Anderson also says that other smaller cloud providers will have seen increases in contract wins, but the focus is on AWS because of its big contracts with the Home Office and the ambiguity over its tax. AWS also has a contract with HMRC, which is responsible for the collection of taxes in the UK, and Anderson says this could be seen as a conflict of interest.
"There's a lot of people pointing that out [to government]," he says. "The problem is that they deliver a very good service that big departments feel they need to be able to rely upon to deliver citizen services.
"I think the government is scared to go too hard on them, because they could take [services] away or raise prices such that the government isn't getting value for money," he adds. Anderson also wonders whether the government is getting value for money as he says that while AWS is competitive in prices, there is no "retrospective analysis" of spending.
He explains: "It's a difficult one; they offer a very competitive price to get people on board, but once people increase the number of services, the price increases.

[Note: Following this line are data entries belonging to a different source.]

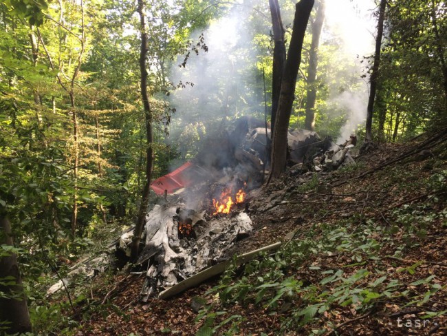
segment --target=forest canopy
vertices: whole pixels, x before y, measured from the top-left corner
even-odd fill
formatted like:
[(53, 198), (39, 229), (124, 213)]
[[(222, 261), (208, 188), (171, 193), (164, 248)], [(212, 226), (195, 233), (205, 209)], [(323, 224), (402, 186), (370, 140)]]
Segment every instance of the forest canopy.
[[(289, 49), (296, 5), (276, 2), (279, 40), (267, 0), (0, 3), (0, 219), (15, 246), (1, 245), (0, 256), (26, 265), (35, 326), (46, 298), (34, 284), (145, 216), (144, 202), (160, 198), (151, 180), (227, 122), (270, 123), (275, 43)], [(381, 3), (372, 140), (446, 127), (444, 1), (316, 0), (290, 128), (364, 139)]]

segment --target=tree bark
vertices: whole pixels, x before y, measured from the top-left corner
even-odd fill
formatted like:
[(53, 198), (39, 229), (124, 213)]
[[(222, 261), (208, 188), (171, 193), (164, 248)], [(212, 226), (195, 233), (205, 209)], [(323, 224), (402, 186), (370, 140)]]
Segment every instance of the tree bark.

"There are not sufficient numbers of departments looking at the overall cost of ownership to say whether they are getting good value for money, so they tend to look a the price up front rather than how much it costs them over five years."

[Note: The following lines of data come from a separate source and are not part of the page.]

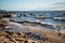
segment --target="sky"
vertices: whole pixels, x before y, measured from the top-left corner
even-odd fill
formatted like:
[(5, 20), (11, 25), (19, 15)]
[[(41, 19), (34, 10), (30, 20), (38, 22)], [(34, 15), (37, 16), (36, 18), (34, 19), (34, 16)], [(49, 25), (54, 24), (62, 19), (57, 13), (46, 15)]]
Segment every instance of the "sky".
[(65, 0), (0, 0), (6, 11), (65, 11)]

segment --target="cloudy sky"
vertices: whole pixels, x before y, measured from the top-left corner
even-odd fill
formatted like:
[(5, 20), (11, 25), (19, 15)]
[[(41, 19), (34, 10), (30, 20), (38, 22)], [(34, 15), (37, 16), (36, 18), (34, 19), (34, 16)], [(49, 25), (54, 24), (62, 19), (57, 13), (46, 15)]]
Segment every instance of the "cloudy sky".
[(65, 0), (0, 0), (6, 11), (65, 11)]

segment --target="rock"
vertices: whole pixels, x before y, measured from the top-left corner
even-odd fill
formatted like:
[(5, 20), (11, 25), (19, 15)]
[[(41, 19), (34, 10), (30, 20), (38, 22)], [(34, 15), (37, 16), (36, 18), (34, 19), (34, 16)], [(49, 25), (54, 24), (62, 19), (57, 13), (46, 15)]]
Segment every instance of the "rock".
[[(31, 34), (31, 32), (28, 32)], [(16, 31), (1, 31), (0, 32), (0, 43), (41, 43), (40, 41), (32, 40), (31, 38), (27, 37), (24, 32), (20, 33)]]

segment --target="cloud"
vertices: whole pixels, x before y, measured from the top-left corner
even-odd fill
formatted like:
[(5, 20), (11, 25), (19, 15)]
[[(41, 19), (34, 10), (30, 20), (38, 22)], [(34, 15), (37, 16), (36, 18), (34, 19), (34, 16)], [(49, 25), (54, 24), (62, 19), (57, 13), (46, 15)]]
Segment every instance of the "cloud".
[(48, 10), (52, 10), (52, 11), (65, 11), (65, 2), (57, 2), (57, 3), (53, 3), (51, 4)]

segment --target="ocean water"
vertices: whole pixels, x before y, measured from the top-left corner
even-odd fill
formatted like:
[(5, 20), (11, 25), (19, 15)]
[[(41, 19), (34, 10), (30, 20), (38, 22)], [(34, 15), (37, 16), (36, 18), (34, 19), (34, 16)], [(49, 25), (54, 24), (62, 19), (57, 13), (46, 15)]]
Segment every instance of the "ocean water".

Amazon shareholder meeting could bring about tax changes
CICTAR and TaxWatch say that investors will vote at the shareholder meeting today on whether to implement the Global Reporting Initiative (GRI) Tax Standard, a motion which was filed by the Greater Manchester Pension Fund (GMPF), the UK's largest local government pension fund, and the Oblate International Pastrol Investment Trust. This was filed in December 2021.
The report says that Amazon’s board of directors is recommending shareholders vote against this proposal as it “would potentially force disclosure of competitively sensitive information about our operations and cost structures and would hamper our ability to make operational decisions".